What is your best memory related to music?

— I grew up listening to folk music because my parents founded the group Los Folkloristas, whose goal at the time was to promote Latin American music, especially that of Mexico. Therefore, my first encounter with music was through Latin American folklore. But I also remember my uncles listening to The Beatles, and one day my father brought a small record ofAquarium (the song from the musical Hair!); fascinated me, Aquarium, I choreographed and danced... I also have a very fond memory of a symphony concert I went to with my father. It was by the London Symphony Orchestra conducted by Eduardo Mata. They played The three-cornered hat by Manuel de Falla, and it was a revelation for me. It was also in a very beautiful location, an old colonial courtyard in the center of Mexico City.

And any experience you want to forget?

— I've sometimes had very unpleasant experiences, especially when I was young, with my first orchestral works.
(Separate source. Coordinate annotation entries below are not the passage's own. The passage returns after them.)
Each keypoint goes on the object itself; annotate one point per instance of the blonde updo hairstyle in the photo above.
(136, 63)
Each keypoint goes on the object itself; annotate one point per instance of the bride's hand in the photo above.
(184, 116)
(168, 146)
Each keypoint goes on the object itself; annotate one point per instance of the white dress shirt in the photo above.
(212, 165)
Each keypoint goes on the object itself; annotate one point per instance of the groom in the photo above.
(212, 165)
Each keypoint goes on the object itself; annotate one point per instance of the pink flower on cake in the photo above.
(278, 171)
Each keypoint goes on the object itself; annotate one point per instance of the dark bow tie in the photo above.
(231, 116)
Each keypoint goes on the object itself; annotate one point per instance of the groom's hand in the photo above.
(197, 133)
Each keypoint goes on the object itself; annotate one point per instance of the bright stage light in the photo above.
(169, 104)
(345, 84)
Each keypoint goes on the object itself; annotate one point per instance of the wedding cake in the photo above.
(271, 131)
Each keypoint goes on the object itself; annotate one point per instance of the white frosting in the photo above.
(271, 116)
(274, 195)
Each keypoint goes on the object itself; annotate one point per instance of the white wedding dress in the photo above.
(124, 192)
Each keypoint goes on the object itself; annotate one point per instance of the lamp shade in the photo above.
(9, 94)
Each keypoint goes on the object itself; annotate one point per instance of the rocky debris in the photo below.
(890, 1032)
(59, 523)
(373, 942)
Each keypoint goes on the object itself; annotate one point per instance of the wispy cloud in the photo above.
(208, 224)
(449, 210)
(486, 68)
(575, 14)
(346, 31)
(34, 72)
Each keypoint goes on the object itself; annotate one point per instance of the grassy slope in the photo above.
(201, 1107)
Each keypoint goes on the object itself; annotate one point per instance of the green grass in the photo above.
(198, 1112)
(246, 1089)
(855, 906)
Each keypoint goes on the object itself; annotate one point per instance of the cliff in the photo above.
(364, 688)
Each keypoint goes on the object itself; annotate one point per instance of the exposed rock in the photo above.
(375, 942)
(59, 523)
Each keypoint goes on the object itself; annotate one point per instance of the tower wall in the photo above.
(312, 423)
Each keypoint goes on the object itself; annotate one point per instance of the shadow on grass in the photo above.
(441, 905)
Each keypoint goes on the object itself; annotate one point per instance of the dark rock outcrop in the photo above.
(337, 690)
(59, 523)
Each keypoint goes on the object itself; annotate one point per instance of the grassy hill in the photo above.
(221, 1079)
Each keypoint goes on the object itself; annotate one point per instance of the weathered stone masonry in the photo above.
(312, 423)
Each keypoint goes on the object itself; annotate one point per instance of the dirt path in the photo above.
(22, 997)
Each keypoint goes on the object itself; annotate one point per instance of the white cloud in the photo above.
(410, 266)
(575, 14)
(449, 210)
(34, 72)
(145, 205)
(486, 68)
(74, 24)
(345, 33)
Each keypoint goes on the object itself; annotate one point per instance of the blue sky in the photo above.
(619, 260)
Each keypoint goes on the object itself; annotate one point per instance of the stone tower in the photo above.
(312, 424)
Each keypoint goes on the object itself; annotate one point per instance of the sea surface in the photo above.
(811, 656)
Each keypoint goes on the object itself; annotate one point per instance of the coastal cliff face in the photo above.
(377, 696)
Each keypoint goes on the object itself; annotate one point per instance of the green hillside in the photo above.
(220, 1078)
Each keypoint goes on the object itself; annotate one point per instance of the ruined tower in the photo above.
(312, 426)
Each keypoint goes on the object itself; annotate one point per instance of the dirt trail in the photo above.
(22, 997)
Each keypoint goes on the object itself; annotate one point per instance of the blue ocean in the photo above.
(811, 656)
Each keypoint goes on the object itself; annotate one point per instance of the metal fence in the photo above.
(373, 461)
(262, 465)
I don't want to mention the orchestra, obviously, but it happened in Mexico. You're young, they don't take you seriously, they think they're doing you a favor because if it's contemporary music, it'll be horrible... And it often happens that it's played very badly, and the attitude isn't the best. This is very hard for a composer, especially when you're young, because you think the mistake is yours, not theirs, that they're playing badly and don't want to understand what they're playing. I'd like to forget these kinds of experiences. And yes, I did have more than one.

Works by Gabriela Ortiz in the 2025-2026 season concerts at the Palau de la Música

'Exiles': Cosmos Quartet and Alejandro Escuer. Pequeño Palacio. October 24 (7:30 p.m.)

'Angel Woman': Attacca Quartet. Pequeño Palacio. January 23 (7:30 p.m.)

'Liquid borders': Frames Percussion. Petit Palau, January 27 (7:30 p.m.)

'Bird Woman' (world premiere): Chamber Choir of the Palau de la Música. Small Palace. March 21 (7:30 p.m.)

"Serene Patios," "Your Very Key," and "Prelude and Study No. 3." Noelia Rodiles. Pequeño Palacio. March 30 (7:30 p.m.)

'Kauyumari' and 'Alma de Bronce Trumpet Concerto': Vallès Symphony Orchestra and Pacho Flores. Palacio de la Música. April 11 (6:30 p.m.)

'Of String and Wood': María Dueñas and Aleksandr Malofeev. Palace of Music. April 17 (8 p.m.)